On the other hand, cryoablation has recently been described in the treatment of osteoid osteoma affording distinct advantages over heat-based ablation techniques [9, 10]. First, in contrast to RF ablation, the ablation zone generated with cryoablation can be readily monitored during the procedure with intermittent non-contrast CT. A second advantage is the opportunity to use multiple cryoprobes simultaneously with a synergistic effect, allowing for rapid generation of a large volume of ice with the ability to tailor the iceball to the tumor size and morphology. Third, as opposed to the inductive nature of RF heat generation, the conductive nature of ice formation allows the iceball transmission across sclerotic bone, which is particularly useful when treating osteoblastoma. Lastly, cryoablation offers intrinsic anesthetic properties providing reduction of immediate postprocedural pain compared with RF ablation [6].
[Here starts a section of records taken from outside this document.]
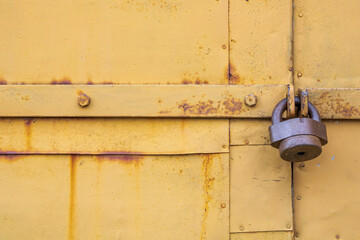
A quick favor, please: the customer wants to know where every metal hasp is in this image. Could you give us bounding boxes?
[269,97,328,162]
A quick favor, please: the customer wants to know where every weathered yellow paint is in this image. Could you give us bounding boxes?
[308,88,360,119]
[0,118,229,155]
[0,85,287,118]
[229,0,292,85]
[230,119,271,145]
[230,146,293,233]
[230,231,293,240]
[0,156,70,239]
[0,0,228,84]
[294,120,360,240]
[294,0,360,88]
[0,154,229,240]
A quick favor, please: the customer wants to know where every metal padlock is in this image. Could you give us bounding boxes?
[269,97,328,162]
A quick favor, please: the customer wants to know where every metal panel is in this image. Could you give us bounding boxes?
[294,0,360,88]
[0,118,229,154]
[0,156,70,240]
[308,88,360,119]
[0,85,286,117]
[229,0,292,85]
[230,119,271,145]
[294,121,360,240]
[0,0,228,84]
[0,154,229,240]
[230,146,293,232]
[230,232,293,240]
[70,154,229,240]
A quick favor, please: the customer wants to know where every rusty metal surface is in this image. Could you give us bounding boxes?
[0,154,229,240]
[0,118,229,155]
[230,146,293,233]
[228,0,292,85]
[307,88,360,119]
[293,120,360,240]
[286,84,297,118]
[0,85,286,118]
[294,0,360,88]
[0,0,228,84]
[299,90,309,117]
[230,119,271,145]
[230,231,293,240]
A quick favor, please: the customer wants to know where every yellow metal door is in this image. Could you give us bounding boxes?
[0,0,360,240]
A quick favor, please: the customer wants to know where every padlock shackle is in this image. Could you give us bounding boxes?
[271,97,321,124]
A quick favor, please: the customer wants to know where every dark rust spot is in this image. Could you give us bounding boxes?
[0,78,7,85]
[226,64,244,85]
[222,97,244,114]
[313,90,360,118]
[97,152,144,165]
[50,77,71,85]
[178,100,219,115]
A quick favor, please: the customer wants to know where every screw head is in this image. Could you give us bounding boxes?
[78,93,90,107]
[245,94,257,107]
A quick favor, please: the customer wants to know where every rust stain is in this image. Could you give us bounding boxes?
[24,118,35,151]
[68,155,77,240]
[103,82,114,85]
[50,77,71,85]
[200,154,215,239]
[313,90,360,118]
[178,100,219,115]
[222,96,243,114]
[159,110,171,114]
[225,64,245,85]
[97,152,144,166]
[0,77,7,85]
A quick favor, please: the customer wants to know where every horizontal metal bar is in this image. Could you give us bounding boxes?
[0,85,287,118]
[0,85,360,119]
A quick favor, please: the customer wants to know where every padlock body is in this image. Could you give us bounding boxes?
[279,135,321,162]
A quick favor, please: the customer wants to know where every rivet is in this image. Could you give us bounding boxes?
[78,93,91,107]
[245,94,257,107]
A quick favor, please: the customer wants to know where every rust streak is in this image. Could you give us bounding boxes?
[24,118,33,151]
[200,154,215,239]
[68,155,77,240]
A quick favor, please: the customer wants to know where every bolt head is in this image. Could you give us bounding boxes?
[78,93,90,107]
[245,94,257,107]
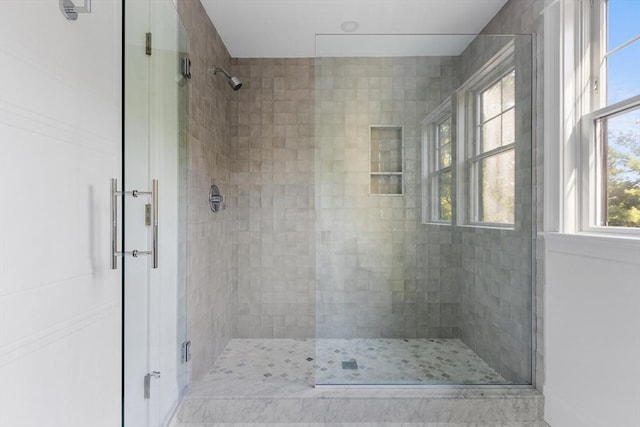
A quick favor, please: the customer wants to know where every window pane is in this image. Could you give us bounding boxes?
[607,41,640,105]
[603,108,640,227]
[436,172,452,221]
[480,81,502,122]
[478,150,515,224]
[502,109,516,145]
[437,117,451,169]
[502,71,516,111]
[438,144,451,169]
[480,116,503,153]
[607,0,640,51]
[438,117,451,145]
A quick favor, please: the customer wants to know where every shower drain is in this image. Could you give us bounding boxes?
[342,359,358,370]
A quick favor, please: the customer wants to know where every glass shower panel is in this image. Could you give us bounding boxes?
[314,35,534,386]
[123,0,189,426]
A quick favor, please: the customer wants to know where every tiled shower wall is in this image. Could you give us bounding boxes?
[458,35,532,383]
[178,0,235,380]
[231,58,316,338]
[483,0,545,390]
[315,57,458,338]
[179,0,542,379]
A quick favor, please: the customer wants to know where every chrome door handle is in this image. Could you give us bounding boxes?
[111,178,158,270]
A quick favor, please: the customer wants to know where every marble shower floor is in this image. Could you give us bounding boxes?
[207,338,509,386]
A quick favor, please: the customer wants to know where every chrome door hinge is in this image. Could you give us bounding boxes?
[144,33,151,55]
[144,371,160,399]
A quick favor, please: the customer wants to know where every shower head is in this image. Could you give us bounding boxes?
[210,65,242,90]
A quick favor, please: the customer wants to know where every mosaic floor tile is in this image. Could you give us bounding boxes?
[208,338,508,385]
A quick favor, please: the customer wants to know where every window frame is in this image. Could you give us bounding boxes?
[422,97,457,225]
[456,41,517,230]
[577,0,640,236]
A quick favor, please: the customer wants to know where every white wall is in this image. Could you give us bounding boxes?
[544,234,640,427]
[0,0,122,427]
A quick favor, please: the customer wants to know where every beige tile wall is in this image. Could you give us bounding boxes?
[178,0,235,380]
[231,59,315,338]
[316,57,458,338]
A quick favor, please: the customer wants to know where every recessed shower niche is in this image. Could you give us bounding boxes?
[369,126,404,196]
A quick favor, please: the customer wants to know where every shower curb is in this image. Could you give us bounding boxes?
[176,382,544,427]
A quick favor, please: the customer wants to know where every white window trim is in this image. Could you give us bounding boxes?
[422,97,456,225]
[542,0,640,239]
[455,41,515,230]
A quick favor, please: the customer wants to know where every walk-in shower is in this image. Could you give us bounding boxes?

In 2015, percutaneous cryoablation of a large pelvic osteoblastoma recurring after surgery was reported for the first time [11]. The authors observed excellent clinical results with durable pain relief and absence of recurrence at long-term follow-up. In 2019, Cazzato et al. published an observational study on ten patients suggesting that cryoablation represents an effective therapeutic option for painful osteoblastomas [12]. In comparison with the present case, the osteoblastomas treated in their series were significantly smaller, with a size ranging between 16 and 28 mm, and most often located in the spine.

Cryoablation of bone tumor performed with curative intent is considered safe with an overall complication rate of 9.1% and a major complication rate of 2.5% [13, 14]. The most common major complication of bone tumor cryoablation is secondary fracture, occurring in approximately 1% of patients [13]. Osteoblastomas are often located in high-risk areas such as the neural arch at the spine or metaphyseal region of long bones. In the present case, despite involvement of the most loaded part of the proximal femur, the fracture risk was manageable because the tumor exhibited thick sclerotic margins, and the cortical alteration involved less than one third of the total femur circumference.

This report suggests that percutaneous CT-guided cryoablation represents an effective therapeutic option for patients presenting with painful osteoblastoma involving the proximal femur metaphysis. Further studies including larger cohorts of patients with longer follow-ups will be needed to confirm the safety and durability of such treatment.